Imagine logs massing where the river widens, jostling each other to fit through a narrow gap and float on downstream. These logs aren’t wide around like tree trunks, or all that long either. They’re small enough to fit in your woodstove or fireplace, but that’s big enough to create a logjam.

Morning is my writing time, from whenever I get out of bed till 9 or so. The novel was jammed, but I kept writing. You may have noticed that my bloggish output has increased in the last week.

It's hard to take a selfie of me and Trav walking, so here are our shadows.

It’s hard to take a selfie of me and Trav walking, so here are our shadows.

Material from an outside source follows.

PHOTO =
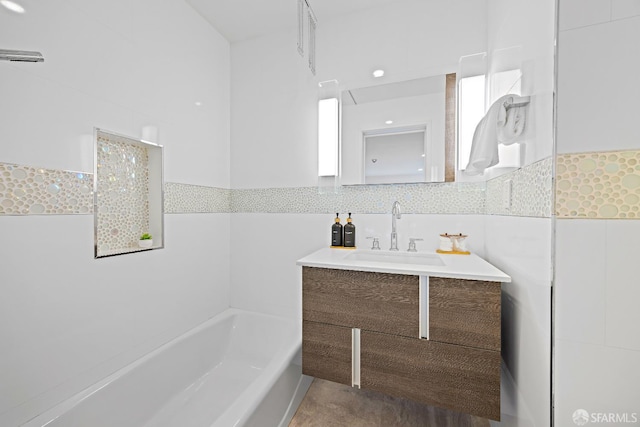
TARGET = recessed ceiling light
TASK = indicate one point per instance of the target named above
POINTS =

Images and ideas, scenes and snatches of dialogue, often come to me when I’m out walking with Travvy. Forward motion is all the more important when the novel is stuck, so this is where I did most of my nudging.

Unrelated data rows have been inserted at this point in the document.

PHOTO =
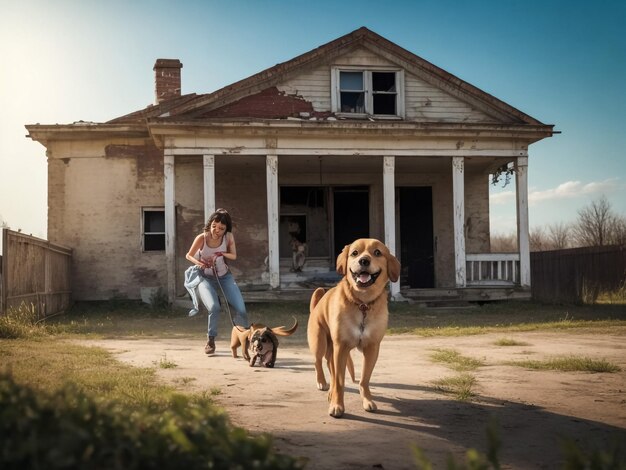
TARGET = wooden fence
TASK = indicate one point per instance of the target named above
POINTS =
(577, 274)
(35, 274)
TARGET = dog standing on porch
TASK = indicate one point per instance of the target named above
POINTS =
(353, 314)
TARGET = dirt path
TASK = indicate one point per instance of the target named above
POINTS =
(532, 408)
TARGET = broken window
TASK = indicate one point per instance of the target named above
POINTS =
(153, 229)
(368, 92)
(384, 92)
(352, 92)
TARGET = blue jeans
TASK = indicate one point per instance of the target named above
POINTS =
(208, 290)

But “nudging” isn’t really the right word. What I was doing was listening — listening to Shannon, one of my viewpoint characters, listen to what’s going in her head. It’s pretty cacophonous: much has happened in the last 24 hours, and her own childhood has been pounding on a long-locked door. I knew what she was going to do next, but I didn’t know how she was going to get there.

This morning when I sat down in my chair, Shannon was waiting. Pixel, her old dog, was curled up next to her on the sofa. Wolfie, her recently rescued younger dog, was stretched out on the rug. The November sun has long since set; the living room is dark except for the power lights on her computer monitors, the red “on” light on the coffeemaker in the kitchen — and the blinking red light on the answering machine. The message was playing when she walked in the door half an hour earlier. It’s her younger sister, with whom she’s had little contact in 30 years. She’s about to listen to the message and return the call.

That’s the log that jostled itself loose from the jam, slipped through the gap, and started on down the river. The rest of the logs will follow in good time.

When Trav and I headed out for our walk, this song was running through my head. Different kind of logjam, very different solution, but you get the idea. Slaid Cleaves singing his “Breakfast in Hell.” Now that’s a story.